November 14, 2010, by Peter Kirwan

Alphonsus, Emperor of Germany @ Shakespeare’s Globe

I’ve never, to my everlasting shame, been to a Read Not Dead reading at the Globe, which is something of a travesty for someone with such an interest in overlooked and rarely-performed early modern drama. To be fair, they’re at 3pm on a Sunday and – as was borne out today – it’s a pain to get back to Coventry after them. However, despite coming rather late to the party, I have to say that today’s reading of Chapman’s(?)/Peele’s(?) Alphonsus, Emperor of Germany made a fan of me.

With the Inigo Jones theatre unavailable, Matthew Smith’s production was staged simply in the rather cramped space of the main lecture theatre, but provided a clear and entertaining – if a little too slow for my taste – runthrough of the play. This 1590s play of revenge and political intrigue – a sort of Richard III meets Hoffman by way of The Jew of Malta – was built around Alan Cox’s sneering, self-obsessed Alphonsus and Nick Kay as his murderous assistant Alexander, who progressed from boyish avenger to seasoned evil in a compelling arc. The relationship between the two was particularly effective in the final act, with their evil almost on a par as Alexander grew into independence.

The complex plot was ably clarified by effective differentiation between the seven electors who are Alphonsus’s enemies, from Andy Whipp’s calm Bohemia to Kevin Quarmby’s Mentz, who began dour and ended in a frenzy of OTT pleading with Death on behalf of his "dying" sovereign, before giving a look of priceless horror as his wishes to be killed were interpreted literally by Alexander. I particularly liked Robert Mountford in the small role of Brandenburg, whose expressive eyes and outraged expression at slights against German honour provided great humour.

With the play essentially revolving around the repeated offing of various nobles, it was inevitably Alphonsus who dominated. His easy relationship with the audience – showing us his poison bottles, giving the thumbs up, luxuriating in soliloquy – rendered him an engaging protagonist, and his careful control and manipulation of those around him was brought out neatly as Cox slid between his enemies, choreographing the action. As such, his last minute conversion was a little disappointing, but reached a final dramatic peak as he grandly renounced Heaven, arms outstretched one last time to the audience.

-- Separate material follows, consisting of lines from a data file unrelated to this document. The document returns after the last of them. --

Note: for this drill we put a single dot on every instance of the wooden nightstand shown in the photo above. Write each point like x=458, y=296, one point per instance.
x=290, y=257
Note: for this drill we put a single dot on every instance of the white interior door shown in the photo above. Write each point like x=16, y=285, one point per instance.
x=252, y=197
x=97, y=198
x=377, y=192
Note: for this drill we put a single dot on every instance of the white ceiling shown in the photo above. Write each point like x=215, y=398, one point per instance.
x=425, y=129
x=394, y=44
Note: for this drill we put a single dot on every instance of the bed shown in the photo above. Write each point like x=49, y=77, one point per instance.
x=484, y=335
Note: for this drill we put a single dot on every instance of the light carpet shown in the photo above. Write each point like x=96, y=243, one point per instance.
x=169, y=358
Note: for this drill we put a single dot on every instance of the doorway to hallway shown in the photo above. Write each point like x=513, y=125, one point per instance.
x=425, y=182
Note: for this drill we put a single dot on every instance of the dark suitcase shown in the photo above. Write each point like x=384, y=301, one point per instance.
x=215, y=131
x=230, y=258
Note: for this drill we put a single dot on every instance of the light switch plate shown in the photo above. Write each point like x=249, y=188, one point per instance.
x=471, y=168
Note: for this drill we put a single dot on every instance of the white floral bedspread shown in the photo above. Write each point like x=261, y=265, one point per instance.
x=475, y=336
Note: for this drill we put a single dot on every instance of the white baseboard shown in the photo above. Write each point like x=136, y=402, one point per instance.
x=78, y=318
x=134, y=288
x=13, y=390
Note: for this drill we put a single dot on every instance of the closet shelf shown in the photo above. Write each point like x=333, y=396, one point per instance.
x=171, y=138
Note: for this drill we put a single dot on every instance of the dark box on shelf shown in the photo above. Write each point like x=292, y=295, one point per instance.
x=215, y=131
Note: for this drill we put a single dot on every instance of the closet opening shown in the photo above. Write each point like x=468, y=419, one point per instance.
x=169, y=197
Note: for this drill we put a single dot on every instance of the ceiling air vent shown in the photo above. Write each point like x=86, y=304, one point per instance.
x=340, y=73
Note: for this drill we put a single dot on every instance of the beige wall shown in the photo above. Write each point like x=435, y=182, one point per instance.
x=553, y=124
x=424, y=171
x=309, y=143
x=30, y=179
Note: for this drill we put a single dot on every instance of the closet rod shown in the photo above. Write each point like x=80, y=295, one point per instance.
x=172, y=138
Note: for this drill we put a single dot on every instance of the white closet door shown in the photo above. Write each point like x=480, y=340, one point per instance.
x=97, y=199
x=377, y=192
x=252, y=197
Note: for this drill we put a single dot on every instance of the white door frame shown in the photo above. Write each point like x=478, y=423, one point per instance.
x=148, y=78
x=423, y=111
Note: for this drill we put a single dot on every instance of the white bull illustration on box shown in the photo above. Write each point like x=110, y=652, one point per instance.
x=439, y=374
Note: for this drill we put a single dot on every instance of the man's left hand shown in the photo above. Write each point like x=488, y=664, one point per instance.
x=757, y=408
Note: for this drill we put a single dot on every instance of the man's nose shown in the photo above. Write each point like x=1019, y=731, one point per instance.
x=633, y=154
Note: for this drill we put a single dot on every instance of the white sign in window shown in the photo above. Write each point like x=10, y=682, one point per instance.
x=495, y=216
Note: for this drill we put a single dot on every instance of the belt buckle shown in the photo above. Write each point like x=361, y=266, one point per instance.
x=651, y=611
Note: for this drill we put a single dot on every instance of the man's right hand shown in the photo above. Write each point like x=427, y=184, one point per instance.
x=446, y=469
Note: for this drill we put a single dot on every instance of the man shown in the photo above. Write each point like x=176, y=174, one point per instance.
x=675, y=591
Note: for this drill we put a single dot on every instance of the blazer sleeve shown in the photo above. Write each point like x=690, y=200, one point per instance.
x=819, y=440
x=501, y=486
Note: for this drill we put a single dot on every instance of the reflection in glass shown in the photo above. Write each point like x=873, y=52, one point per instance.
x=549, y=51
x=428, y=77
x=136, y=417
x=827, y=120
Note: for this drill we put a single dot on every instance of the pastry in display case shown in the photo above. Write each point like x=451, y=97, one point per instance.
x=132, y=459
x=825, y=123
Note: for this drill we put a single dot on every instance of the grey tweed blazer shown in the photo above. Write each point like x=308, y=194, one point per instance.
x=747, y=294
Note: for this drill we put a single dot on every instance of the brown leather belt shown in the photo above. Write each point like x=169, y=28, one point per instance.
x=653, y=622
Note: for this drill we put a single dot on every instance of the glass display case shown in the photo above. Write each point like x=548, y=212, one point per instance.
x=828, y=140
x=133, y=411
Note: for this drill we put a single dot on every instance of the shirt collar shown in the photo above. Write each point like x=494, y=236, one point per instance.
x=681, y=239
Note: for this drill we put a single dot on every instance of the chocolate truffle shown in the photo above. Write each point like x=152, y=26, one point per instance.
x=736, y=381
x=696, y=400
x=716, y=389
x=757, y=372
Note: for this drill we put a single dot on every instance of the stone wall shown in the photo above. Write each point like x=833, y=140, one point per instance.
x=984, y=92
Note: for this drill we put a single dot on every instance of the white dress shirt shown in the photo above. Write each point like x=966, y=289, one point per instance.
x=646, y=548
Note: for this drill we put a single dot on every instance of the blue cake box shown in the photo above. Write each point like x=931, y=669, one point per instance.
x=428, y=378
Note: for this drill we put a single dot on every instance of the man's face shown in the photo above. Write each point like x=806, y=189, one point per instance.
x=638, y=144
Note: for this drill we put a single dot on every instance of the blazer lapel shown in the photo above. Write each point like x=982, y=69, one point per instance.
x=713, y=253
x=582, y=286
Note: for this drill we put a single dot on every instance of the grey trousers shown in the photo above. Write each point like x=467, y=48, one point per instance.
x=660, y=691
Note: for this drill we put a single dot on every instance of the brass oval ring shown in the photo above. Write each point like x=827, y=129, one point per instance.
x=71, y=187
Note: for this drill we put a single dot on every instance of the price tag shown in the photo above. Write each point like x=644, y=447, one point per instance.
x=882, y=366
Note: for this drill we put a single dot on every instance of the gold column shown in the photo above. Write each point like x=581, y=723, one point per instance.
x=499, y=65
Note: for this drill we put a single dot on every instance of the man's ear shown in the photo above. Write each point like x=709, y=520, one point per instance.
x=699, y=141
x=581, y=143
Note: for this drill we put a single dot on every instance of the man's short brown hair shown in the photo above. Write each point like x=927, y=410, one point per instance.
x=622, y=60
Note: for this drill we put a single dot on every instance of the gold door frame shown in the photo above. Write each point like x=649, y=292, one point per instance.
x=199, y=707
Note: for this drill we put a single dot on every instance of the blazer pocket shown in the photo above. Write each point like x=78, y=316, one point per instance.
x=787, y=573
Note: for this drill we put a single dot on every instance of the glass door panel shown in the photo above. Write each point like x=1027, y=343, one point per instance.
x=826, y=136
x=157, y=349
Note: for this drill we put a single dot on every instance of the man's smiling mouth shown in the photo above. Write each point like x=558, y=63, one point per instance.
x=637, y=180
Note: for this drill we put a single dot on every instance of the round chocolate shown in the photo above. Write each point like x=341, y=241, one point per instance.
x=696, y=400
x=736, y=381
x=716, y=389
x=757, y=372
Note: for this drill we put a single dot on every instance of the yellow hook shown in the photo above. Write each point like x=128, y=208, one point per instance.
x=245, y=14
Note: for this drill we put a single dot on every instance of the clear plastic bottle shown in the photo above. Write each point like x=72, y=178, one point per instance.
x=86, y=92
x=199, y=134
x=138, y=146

The comic tone of Cox’s performance was realised elsewhere, notably in the long German-language scene in which the disguised Duke Richard of Cornwall was beset by two assassins. James Wallace found plenty of comic fodder in his whispered translations of the assassins’ words, and the battle itself was carried out in a farcical mix of men hitting one another with paper and the melodramatic death rattles of Quarmby’s Jerick. Similar amusement was found in the dance scene, as the actors good-humouredly attempted a series of dance moves within which the whispered conversations of others could take place.

Dale Rapley’s Edward was central to the humorous tone, and to the shifts to darker matter in the second half. In the wooing of Hedewick – the scene most usually picked out for its Shakespearean resonance, mirroring Henry V’s flirtation with Katharine – he combined cynicism, exasperation and hearty bravado. Later, upon having lost his wife through a trapdoor, his plaints caused plenty of laughter in both onstage and offstage audience. Yet, as characters began to die, Edward became a focus for moral conscience. The horrific scene in which Liam McKenna’s Duke of Saxony demanded that Edward acknowledge Hedewick’s child as his (Alexander had performed a bed trick and secretly fathered her child) was the climax of the production: after repeated shouted arguments and Edward’s assertions of his own honour, Saxony put Hedewick’s baby on the floor, and then stamped violently on its head before throwing the body to the English Prince, an action played so carefully and respectfully that it drew a genuine gasp of terror from the audience. His subsequent killing of his own daughter left no doubts that the play was no comedy.

The work of the RND team is significant and important; a play such as Alphonsus, which hasn’t been edited in well over a century and is practically unknown and unreferenced in studies of the drama, can have an airing and be enjoyed in a format that reasserts the play’s importance. The good humour and sophistication brought by an experienced group of actors resulted in a performance far more accomplished than one might expect, and a wish that this sensational play might some day get the bigger treatment it deserves.